We do that, us soul carriers. When we deem events significant, we create ceremony. Marriage ceremonies, baptismal services, holiday observances. yes, too, back-to-school traditions. If we consider an occasion meaningful, we develop a ceremony to duly recognize it. Simply, ceremony is a repeated action that marks important happenings: always candles on birthday cakes,
centerpieces for Thanksgiving, vows on wedding days.
And yet, isn’t every day important? Do not all of our acts warrant ceremony?
Each moment God generously bestows is momentous. If we embrace each day as gift, then isn’t each event noteworthy? And if each moment lived is important, could we not then live in ceremony, celebration wrapped around each bead of time?
God does.
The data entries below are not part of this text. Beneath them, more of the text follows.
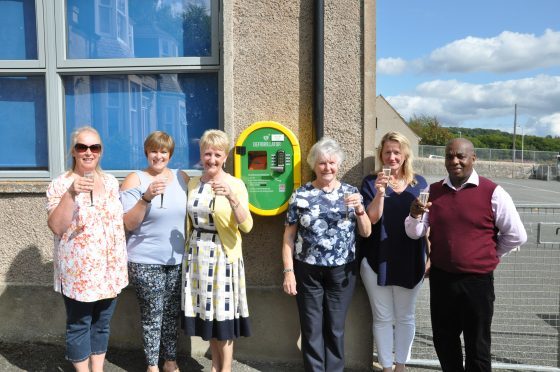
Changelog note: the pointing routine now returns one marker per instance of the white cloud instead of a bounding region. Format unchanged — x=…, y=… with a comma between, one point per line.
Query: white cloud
x=550, y=123
x=391, y=66
x=454, y=102
x=507, y=52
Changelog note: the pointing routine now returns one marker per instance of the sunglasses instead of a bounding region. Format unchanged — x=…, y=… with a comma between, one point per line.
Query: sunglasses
x=80, y=147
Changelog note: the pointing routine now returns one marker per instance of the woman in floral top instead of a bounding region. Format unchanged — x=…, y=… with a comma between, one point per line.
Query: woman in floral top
x=319, y=256
x=86, y=217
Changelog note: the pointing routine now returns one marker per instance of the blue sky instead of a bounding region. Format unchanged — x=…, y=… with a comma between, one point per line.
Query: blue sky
x=469, y=62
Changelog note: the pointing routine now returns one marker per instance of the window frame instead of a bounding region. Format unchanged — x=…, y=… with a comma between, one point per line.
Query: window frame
x=178, y=62
x=51, y=44
x=8, y=64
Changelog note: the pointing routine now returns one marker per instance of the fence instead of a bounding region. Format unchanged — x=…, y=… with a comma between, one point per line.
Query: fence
x=528, y=156
x=546, y=172
x=525, y=328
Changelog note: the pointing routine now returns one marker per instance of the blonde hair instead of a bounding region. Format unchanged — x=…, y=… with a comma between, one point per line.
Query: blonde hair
x=159, y=140
x=216, y=139
x=326, y=146
x=406, y=170
x=74, y=140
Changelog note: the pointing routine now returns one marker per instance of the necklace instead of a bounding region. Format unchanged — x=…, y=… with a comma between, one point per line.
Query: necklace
x=396, y=185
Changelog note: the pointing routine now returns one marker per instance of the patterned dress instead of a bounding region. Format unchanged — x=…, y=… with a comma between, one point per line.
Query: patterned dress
x=215, y=304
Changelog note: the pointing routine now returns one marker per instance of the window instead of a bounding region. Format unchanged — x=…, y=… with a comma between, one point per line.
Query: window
x=18, y=31
x=125, y=67
x=114, y=111
x=141, y=28
x=23, y=121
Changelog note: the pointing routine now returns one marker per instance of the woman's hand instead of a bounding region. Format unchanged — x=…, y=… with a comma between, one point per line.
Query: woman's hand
x=417, y=209
x=290, y=283
x=157, y=187
x=381, y=183
x=221, y=188
x=81, y=185
x=354, y=201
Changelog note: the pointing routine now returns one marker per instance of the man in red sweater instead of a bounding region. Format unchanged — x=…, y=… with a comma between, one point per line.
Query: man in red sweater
x=472, y=222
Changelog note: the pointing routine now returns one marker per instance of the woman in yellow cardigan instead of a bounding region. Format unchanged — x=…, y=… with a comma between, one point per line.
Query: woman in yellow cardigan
x=214, y=295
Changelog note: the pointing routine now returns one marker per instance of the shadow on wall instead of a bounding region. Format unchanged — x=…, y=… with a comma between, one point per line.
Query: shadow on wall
x=31, y=312
x=32, y=323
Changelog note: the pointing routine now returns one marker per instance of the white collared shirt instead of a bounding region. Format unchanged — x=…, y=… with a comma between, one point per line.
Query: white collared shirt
x=511, y=232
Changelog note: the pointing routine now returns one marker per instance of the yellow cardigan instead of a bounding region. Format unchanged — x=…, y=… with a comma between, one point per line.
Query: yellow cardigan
x=227, y=227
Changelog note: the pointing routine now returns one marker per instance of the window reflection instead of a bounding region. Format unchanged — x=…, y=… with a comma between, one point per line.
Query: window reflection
x=138, y=29
x=126, y=108
x=23, y=123
x=18, y=30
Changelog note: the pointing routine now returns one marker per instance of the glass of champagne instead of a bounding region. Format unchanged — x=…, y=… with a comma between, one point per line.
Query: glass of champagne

Every day, He acts in ceremony, repeated quotidian order of services: calling sun-orb to arch across skies, ocean waters to wet land’s lip, again and again, the globe to dance in orbit with milky moon through heavens. Our God acts in endless ceremony to bring order to the world. And so we too, made in His image, are ceremonious beings, bringing order to chaos through ceremony.
Whenever parents create ceremonies, or a rhythmic routine, around any daily activity, we impose order on the environment, instead of on our children. The order of service we create around bedtimes, school times, mealtimes allow ceremonies to prescribe behavior instead of each event requiring parental directive.
This atmosphere of known routine, expected ritual and, yes, celebrated ceremony, not only lessens the number of decisions that a parent must make throughout the day (the established ceremony directs, instead of the parent), but children thrive in such an environment. Children “want things repeated and unchanged,” writes G.K. Chesterton. “They always say, “Do it again”. [It is] grown-up people [who] are not strong enough to exult in monotony. But perhaps God is strong enough to exult in monotony. It is
possible that God says every morning, “Do it again” to the sun; and every evening, “Do it again” to the moon. The repetition in nature may not be mere recurrence; it may be a theatrical encore.”
When we reject repeated actions as monotonous and Spirit-quenching, are we simply exposing our weaknesses? If we chose to “exult in monotony,” to embrace habitual ceremony, would we be inviting the same God who instituted the observances of feasts, temple ceremonies, the service of communion, to be our strength too? Perhaps the repetitiveness of ceremony does not stifle
the Spirit, but ceremony invites us to regular meeting places, places to commune with the Spirit.
So we meet our days with routines, ceremonies around the simple. Perhaps we tie up breakfast with quiet music, prayer for the day, and a lighting of a candle. Or wrap up school times with a habitual place, a consistent time,
and an anticipated order of service: an opening hymn, a Word of Scripture, a time of happy sharing. Possibly we establish a ceremony of evening circle, with a gathering for the read aloud of a classic while tired feet are
massaged and hot drinks sipped, before tucking children into bed with blessings. The rituals and liturgies are uniquely ours; each family has the privilege to create their own distinctive (fun? unusual? memorable?) ceremonies around regular occurring events.
The institution of a ceremonious life requires daily petitions for God-strength; in the flesh we are too weak. But the mundane in our lives begs for the Christ-vigor to be made lovely with ceremony. The repetition of our days need not be monotonous, exasperating, recurrences. Couldn’t our
days be a theatrical encore of a beautiful life?
Ceremony changes us: the single become married, the soul emerges baptized, the birthday christens another year. Ceremony offers us the opportunity to change our everydays too. Isn’t it time to celebrate life?